Sikap DPR Aceh yang ‘agak lain’ ini memang harus disorot dari berbagai sudut. Bukan cuma sisi negative, tapi jadi pendorong simpati public Aceh.
Ini karena sikap DPR Aceh terkesan sangat ‘kekanak-kanakan.’
Keberpihakan mereka terlihat jelas jelang pilkada Aceh 2024. Mereka (DPR Aceh-red) terlihat begitu melatih ‘Bustami-Fadhil’ dari dua sosok yang bukan apa-apa menjadi dua pribadi yang kuat.
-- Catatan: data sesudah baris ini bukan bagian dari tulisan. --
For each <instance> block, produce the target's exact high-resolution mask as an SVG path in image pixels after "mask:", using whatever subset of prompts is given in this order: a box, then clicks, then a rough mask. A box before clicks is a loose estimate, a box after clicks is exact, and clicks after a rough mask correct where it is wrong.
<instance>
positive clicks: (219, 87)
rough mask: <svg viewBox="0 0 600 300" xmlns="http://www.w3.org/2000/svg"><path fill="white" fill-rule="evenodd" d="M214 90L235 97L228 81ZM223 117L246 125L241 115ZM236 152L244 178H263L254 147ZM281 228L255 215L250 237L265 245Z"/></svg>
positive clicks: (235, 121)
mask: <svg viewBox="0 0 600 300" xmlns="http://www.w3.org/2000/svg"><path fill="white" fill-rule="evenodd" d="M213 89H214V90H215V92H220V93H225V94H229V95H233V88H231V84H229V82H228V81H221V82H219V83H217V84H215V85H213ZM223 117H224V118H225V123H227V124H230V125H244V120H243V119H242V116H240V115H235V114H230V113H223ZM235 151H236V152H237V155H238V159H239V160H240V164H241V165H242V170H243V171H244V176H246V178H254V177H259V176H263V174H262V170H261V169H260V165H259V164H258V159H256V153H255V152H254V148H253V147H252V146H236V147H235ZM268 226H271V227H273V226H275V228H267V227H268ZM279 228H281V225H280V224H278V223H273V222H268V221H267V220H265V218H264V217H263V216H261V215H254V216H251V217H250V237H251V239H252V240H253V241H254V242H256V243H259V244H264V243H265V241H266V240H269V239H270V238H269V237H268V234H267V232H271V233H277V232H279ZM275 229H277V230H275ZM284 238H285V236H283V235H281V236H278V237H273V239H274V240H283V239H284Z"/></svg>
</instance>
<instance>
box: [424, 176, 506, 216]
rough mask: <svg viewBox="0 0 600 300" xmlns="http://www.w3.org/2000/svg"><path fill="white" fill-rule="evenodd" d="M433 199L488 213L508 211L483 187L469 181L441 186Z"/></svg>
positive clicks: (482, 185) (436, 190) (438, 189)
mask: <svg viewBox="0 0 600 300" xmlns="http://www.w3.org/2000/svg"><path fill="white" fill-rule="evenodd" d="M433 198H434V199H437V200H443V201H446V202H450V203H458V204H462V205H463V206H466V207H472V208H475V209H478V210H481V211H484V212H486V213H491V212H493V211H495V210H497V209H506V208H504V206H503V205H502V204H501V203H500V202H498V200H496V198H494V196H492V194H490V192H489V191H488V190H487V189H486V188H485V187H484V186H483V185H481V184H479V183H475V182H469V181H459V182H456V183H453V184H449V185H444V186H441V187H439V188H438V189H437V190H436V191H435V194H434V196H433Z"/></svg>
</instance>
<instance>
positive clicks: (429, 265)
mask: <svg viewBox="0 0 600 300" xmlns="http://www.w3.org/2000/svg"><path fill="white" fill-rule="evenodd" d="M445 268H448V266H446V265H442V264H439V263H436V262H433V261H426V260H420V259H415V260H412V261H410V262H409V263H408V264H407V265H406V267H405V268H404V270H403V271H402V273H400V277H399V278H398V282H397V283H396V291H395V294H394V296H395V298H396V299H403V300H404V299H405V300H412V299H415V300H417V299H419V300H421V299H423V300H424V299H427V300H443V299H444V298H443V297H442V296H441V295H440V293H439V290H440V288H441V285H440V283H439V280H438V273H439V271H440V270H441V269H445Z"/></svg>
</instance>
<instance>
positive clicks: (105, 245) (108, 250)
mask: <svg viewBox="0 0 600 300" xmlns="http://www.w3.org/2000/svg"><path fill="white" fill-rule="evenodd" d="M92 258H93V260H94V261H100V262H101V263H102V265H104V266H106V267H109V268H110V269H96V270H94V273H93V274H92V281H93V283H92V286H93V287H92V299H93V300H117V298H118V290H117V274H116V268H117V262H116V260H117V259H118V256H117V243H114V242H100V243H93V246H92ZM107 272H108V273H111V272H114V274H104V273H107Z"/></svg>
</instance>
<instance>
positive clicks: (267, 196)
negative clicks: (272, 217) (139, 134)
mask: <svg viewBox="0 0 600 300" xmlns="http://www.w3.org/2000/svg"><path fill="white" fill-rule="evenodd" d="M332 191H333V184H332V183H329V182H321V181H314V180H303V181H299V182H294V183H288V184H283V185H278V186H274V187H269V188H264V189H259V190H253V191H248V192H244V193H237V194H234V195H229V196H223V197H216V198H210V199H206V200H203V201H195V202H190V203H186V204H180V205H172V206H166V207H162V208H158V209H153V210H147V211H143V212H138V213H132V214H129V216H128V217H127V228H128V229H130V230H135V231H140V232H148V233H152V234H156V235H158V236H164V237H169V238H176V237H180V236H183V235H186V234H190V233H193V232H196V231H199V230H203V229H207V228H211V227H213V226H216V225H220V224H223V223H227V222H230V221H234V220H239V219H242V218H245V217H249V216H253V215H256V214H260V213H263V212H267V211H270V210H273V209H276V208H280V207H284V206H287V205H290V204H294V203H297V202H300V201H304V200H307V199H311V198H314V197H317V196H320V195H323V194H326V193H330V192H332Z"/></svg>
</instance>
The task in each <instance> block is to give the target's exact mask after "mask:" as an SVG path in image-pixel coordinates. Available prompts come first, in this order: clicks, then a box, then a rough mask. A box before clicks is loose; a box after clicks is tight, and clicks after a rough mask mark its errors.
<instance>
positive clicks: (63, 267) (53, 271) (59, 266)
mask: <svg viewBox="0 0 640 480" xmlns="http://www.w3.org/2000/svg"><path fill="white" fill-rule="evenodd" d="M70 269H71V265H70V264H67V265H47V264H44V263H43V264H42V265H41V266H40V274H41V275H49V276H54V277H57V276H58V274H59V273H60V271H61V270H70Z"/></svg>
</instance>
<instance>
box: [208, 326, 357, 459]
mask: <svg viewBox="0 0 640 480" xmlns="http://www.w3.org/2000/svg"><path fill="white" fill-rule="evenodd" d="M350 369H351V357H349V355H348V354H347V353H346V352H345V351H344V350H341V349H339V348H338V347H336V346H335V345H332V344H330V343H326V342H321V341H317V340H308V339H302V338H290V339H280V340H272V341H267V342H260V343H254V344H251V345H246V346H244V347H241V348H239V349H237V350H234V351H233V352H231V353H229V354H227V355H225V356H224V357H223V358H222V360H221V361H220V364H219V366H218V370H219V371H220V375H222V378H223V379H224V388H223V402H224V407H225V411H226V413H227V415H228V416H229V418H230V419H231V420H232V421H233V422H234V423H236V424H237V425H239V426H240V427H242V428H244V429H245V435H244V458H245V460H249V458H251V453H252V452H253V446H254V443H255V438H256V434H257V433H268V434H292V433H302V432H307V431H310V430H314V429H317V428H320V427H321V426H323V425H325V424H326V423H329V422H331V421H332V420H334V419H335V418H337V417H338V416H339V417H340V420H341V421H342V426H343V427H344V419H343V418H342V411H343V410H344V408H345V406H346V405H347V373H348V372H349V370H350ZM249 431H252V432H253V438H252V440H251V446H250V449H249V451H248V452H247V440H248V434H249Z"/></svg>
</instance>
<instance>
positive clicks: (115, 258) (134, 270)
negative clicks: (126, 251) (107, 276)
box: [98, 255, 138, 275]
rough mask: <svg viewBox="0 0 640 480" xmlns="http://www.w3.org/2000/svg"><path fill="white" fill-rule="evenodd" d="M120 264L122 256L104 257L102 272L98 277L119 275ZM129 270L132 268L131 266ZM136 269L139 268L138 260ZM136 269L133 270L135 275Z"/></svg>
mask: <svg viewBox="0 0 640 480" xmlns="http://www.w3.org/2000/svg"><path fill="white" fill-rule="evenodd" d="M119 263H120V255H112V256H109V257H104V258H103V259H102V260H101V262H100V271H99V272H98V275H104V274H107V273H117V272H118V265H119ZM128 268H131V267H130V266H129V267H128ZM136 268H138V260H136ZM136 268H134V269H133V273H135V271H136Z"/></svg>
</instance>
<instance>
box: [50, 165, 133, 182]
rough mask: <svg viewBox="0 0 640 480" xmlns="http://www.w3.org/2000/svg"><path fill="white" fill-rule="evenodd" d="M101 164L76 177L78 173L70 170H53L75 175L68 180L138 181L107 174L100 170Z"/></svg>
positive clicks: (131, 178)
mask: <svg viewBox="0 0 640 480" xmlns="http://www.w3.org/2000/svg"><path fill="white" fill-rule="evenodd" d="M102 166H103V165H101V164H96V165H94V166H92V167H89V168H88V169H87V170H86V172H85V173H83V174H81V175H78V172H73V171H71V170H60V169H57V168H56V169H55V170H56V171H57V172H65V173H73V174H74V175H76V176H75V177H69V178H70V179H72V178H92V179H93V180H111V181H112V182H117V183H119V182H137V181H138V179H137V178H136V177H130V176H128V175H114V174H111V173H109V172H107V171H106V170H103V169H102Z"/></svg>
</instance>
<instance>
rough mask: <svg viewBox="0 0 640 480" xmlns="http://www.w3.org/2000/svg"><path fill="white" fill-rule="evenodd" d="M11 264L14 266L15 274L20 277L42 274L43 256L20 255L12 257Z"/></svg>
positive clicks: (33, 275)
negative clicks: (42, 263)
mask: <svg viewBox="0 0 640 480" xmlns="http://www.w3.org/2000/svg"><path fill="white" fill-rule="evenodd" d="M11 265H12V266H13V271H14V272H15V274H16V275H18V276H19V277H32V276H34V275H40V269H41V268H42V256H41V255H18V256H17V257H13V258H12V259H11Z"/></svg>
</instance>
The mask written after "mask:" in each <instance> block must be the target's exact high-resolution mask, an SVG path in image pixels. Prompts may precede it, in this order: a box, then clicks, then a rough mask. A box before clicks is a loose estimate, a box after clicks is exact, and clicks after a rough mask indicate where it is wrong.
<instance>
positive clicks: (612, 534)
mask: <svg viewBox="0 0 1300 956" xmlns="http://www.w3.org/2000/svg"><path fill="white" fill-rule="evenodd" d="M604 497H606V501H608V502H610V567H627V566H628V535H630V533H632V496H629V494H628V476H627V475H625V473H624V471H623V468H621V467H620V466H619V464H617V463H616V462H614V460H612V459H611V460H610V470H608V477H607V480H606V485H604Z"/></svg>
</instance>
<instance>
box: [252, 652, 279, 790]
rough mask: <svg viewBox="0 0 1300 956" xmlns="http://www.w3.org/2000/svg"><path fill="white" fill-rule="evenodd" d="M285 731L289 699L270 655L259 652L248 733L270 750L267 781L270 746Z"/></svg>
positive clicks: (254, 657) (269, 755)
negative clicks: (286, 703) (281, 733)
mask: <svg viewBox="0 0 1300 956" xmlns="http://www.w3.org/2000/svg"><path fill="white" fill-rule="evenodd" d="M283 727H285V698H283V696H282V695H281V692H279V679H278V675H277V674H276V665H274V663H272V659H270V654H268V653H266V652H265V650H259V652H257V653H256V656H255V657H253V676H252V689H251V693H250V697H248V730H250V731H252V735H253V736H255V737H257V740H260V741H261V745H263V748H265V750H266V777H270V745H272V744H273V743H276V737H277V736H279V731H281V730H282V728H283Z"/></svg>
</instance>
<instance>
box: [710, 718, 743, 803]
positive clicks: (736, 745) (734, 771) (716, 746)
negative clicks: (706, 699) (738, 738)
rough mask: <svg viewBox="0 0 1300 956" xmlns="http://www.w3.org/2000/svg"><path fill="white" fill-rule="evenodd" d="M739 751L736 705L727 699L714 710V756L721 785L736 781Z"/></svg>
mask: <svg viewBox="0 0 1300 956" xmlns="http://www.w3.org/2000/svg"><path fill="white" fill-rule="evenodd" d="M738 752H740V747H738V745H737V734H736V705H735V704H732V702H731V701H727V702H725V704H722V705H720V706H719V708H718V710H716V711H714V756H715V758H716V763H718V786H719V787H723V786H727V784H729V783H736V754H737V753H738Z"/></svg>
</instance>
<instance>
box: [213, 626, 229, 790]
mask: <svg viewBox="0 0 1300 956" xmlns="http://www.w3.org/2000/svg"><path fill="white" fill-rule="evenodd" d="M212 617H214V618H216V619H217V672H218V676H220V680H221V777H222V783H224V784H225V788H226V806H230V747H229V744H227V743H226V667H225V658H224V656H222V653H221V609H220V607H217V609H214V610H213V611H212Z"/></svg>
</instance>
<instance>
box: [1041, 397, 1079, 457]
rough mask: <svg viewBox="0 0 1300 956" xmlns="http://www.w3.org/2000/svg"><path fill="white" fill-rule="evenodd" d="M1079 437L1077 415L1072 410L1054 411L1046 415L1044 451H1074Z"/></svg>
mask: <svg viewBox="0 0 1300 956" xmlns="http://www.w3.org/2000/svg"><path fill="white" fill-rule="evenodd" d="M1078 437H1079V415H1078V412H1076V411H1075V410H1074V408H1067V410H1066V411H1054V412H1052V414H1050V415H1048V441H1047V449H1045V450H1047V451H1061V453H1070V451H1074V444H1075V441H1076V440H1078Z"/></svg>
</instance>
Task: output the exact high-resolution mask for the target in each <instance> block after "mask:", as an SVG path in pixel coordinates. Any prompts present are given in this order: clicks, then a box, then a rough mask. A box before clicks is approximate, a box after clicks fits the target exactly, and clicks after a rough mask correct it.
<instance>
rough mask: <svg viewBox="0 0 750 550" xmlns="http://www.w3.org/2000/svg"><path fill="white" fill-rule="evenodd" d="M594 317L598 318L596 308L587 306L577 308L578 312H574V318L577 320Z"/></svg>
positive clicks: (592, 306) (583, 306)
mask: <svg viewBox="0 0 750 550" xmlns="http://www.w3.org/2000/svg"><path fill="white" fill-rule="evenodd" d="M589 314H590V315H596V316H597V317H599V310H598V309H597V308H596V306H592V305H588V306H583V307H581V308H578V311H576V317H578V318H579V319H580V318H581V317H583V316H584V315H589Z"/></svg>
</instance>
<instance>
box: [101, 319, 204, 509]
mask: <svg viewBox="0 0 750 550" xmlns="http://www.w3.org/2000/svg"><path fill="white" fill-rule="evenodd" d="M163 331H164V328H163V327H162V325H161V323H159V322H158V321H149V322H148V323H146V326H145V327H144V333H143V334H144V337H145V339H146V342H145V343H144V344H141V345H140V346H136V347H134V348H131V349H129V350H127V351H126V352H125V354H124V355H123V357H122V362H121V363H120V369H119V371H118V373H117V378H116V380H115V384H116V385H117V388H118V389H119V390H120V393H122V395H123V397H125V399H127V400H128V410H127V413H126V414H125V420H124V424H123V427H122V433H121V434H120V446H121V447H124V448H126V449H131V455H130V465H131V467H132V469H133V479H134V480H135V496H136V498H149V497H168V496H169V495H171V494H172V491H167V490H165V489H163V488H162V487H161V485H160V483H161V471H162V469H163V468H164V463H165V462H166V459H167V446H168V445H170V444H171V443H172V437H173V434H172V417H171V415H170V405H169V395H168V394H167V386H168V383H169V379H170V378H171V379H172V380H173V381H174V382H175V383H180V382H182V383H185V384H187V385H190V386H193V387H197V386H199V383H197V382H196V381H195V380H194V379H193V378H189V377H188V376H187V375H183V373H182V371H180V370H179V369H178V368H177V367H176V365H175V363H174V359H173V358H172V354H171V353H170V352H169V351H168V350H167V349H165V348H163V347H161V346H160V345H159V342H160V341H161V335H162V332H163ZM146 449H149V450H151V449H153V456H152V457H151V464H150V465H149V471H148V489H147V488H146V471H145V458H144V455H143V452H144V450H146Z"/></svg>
Yang oleh DPR Aceh, terutama anggota Banmus, harus dipotong ‘pucuknya’ sebelum ditetapkan sebagai calon.
Padahal, berdasarkan hasil survei LSI yang dipublikasi oleh sejumlah media online, elektabilitas Muzakir jauh lebih unggul dari Bustami per Juli 2024.
Semestinya, DPR Aceh melalui Banmus, membuka ruang bagi pasangan lainnya untuk ikut bertarung di pilkada Aceh. Tok, hasilnya belum tentu juga dimenangkan oleh Bustami Hamzah-Fadhil Rahmi.
Dari sisi isu, apa yang dilakukan Banmus DPR Aceh, tak lebih dari upaya meningkatkan elektabilitas Bustami-Fadhil.
Kini, setelah DPR Aceh tak kunjung menggelar paripurna untuk agenda penandatanganan sepakat menjalankan butir MoU Helsinki, bola panas Kembali ke KIP Aceh.
Keputusan mereka juga akan menjawab asumsi public Aceh selama ini. Bahwa proses seleksi KIP Aceh juga hasil ‘kompromi politik’ atau memang mereka independent setelah terpilih.
Tanggal 22 September 2024 menjadi jawaban bagi public terkait independensi komisioner KIP Aceh.